Pocket Ref
- Author: Thomas J. Glover
- Subject: Science and engineering reference, general reference
- Published: 1989 (Sequoia Publishing)
- Pages: 864 (4th ed.)
- ISBN: 978-1-885071-62-0

= Pocket Ref =

Small reference book by Thomas J. Glover

Pocket Ref is a general-purpose pocket-sized reference book composed of various tips, tables, maps, formulas, constants and conversions, compiled by Thomas J. Glover. It is published by Sequoia Publishing, and is currently in its fourth edition at 864 pages in length, released in late 2010.

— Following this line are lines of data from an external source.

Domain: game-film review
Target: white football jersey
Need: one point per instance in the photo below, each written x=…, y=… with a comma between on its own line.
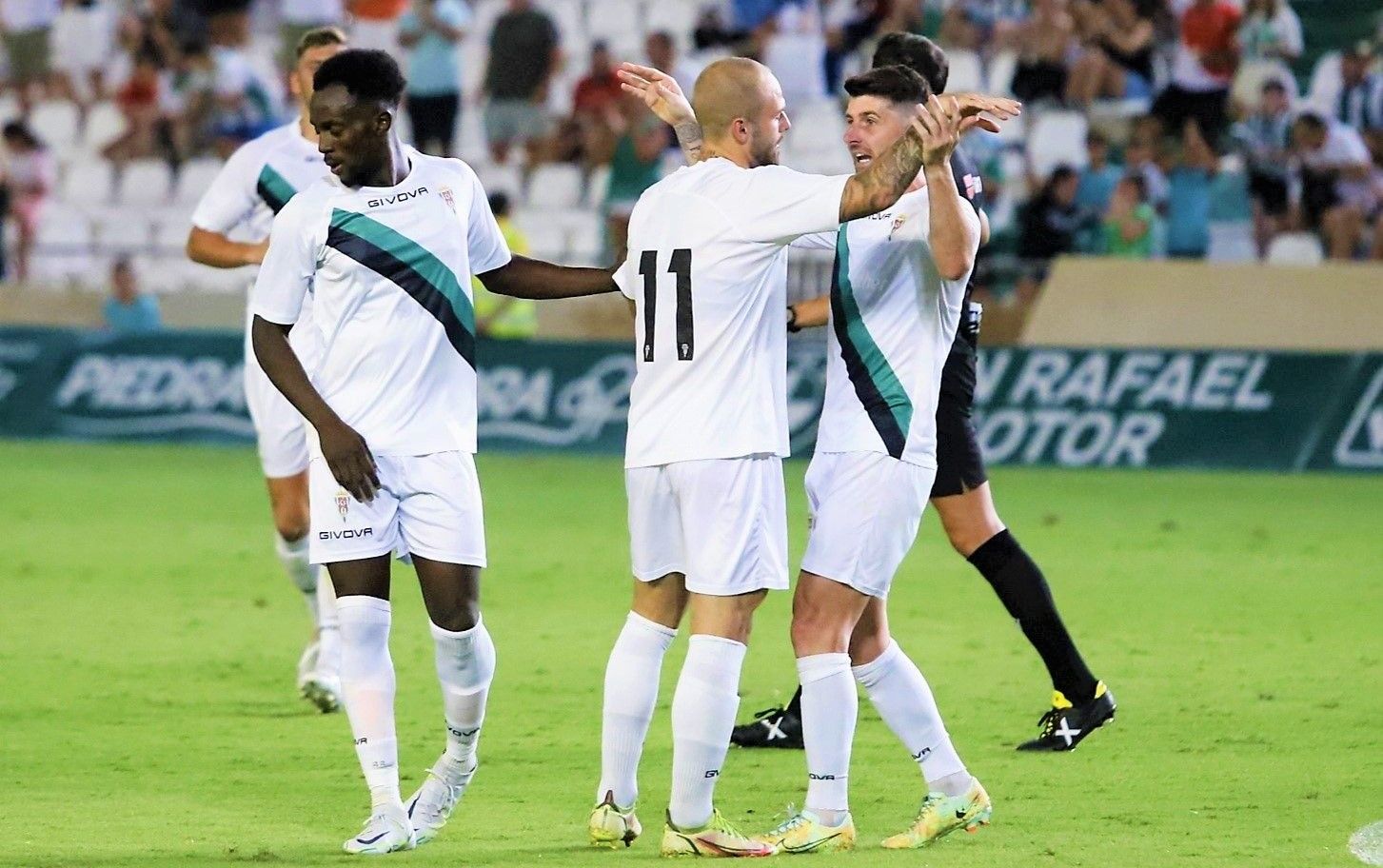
x=389, y=269
x=892, y=324
x=707, y=269
x=257, y=181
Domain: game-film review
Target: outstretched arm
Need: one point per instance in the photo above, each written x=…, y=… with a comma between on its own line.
x=664, y=98
x=525, y=278
x=344, y=448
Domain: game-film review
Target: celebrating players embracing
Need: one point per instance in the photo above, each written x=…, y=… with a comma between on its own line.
x=386, y=247
x=707, y=271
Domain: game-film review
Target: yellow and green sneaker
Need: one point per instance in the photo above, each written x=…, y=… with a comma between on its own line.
x=611, y=825
x=717, y=839
x=942, y=815
x=803, y=832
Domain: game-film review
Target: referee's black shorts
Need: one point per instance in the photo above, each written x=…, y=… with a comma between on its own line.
x=960, y=467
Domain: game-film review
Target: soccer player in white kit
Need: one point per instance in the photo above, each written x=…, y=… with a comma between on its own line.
x=897, y=292
x=253, y=186
x=707, y=271
x=387, y=247
x=897, y=295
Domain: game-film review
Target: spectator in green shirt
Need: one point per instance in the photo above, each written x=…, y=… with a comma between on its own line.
x=504, y=315
x=1129, y=223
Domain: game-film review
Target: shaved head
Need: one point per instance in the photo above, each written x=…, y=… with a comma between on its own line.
x=739, y=103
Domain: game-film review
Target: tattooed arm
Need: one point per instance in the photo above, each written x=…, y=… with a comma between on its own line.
x=664, y=98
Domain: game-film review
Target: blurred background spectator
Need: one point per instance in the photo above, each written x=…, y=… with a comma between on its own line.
x=301, y=17
x=505, y=315
x=140, y=100
x=375, y=24
x=28, y=27
x=30, y=177
x=524, y=54
x=1129, y=222
x=128, y=310
x=430, y=33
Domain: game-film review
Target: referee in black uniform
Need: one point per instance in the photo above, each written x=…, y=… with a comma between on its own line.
x=961, y=497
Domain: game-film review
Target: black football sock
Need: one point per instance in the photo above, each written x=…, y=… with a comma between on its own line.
x=1023, y=592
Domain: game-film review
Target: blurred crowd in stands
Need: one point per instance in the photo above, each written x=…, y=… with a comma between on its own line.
x=1224, y=128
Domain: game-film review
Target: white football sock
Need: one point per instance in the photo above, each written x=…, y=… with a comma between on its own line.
x=631, y=691
x=328, y=629
x=368, y=690
x=464, y=669
x=702, y=716
x=830, y=708
x=904, y=701
x=301, y=571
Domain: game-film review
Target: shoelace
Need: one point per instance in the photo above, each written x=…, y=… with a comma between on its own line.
x=791, y=822
x=1047, y=723
x=448, y=800
x=769, y=712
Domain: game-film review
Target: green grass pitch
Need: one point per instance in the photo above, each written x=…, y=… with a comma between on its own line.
x=148, y=641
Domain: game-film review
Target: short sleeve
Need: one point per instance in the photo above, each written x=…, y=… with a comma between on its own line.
x=816, y=241
x=779, y=205
x=231, y=196
x=289, y=266
x=484, y=242
x=968, y=180
x=624, y=280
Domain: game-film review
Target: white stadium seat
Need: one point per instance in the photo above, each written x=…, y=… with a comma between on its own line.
x=1057, y=137
x=1000, y=73
x=967, y=72
x=195, y=179
x=88, y=184
x=55, y=125
x=1296, y=249
x=555, y=186
x=104, y=125
x=146, y=183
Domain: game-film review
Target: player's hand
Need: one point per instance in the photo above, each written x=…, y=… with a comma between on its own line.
x=348, y=459
x=976, y=104
x=659, y=91
x=939, y=130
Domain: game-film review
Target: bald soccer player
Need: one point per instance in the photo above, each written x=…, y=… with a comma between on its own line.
x=707, y=271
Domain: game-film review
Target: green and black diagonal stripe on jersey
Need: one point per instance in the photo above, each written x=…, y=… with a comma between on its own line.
x=412, y=268
x=876, y=385
x=274, y=189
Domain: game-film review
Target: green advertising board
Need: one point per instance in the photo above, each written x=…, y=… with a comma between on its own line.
x=1043, y=406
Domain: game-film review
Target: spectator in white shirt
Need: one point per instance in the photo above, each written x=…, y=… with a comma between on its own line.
x=298, y=17
x=1334, y=184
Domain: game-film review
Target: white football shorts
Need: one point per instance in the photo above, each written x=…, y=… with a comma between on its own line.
x=864, y=513
x=280, y=430
x=427, y=504
x=722, y=523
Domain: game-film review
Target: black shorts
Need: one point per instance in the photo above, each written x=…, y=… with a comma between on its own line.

It contains references, tables, and instructional guides on such varied subjects as automotive repair; carpentry and construction; chemistry and physics; computers; physical, chemical, and mathematical constants; electronics; money and measurement conversions; advanced first aid; glue, solvents, paints, and finishes; hardware; mine, mill, and aggregate; plumbing; zip codes; rope, cable, and knots; steel and metals; surveying and mapping; and various other topics.

The Pocket Ref has been featured on the television series MythBusters. In the "Shop 'til You Drop" episode, Adam Savage noted that "nearly everyone" had asked him about the little black book.

The book can sometimes be found imprinted with the name of a store or other third party on its front cover.

Although the Pocket Ref is printed on very thin paper, its page count is still limited by the publisher's desire for it to fit in an average shirt pocket, so a more comprehensive work, at 1280 pages, DeskRef, has been published.

Other books by Glover include Pocket PC Ref, Deskref, Handyman In-Your-Pocket, Pocket Do It Yourself Source, Measure for Measure and Tech Ref.

Comparable books include AutoRef by Glover's sometimes-coauthor Richard A. Young, and Pocket Partner "a comprehensive collection of vital information for law enforcement personnel" by Dennis Evers.

== Reception ==
Nick Stockton, writing for Wired, included it in their list of favourites.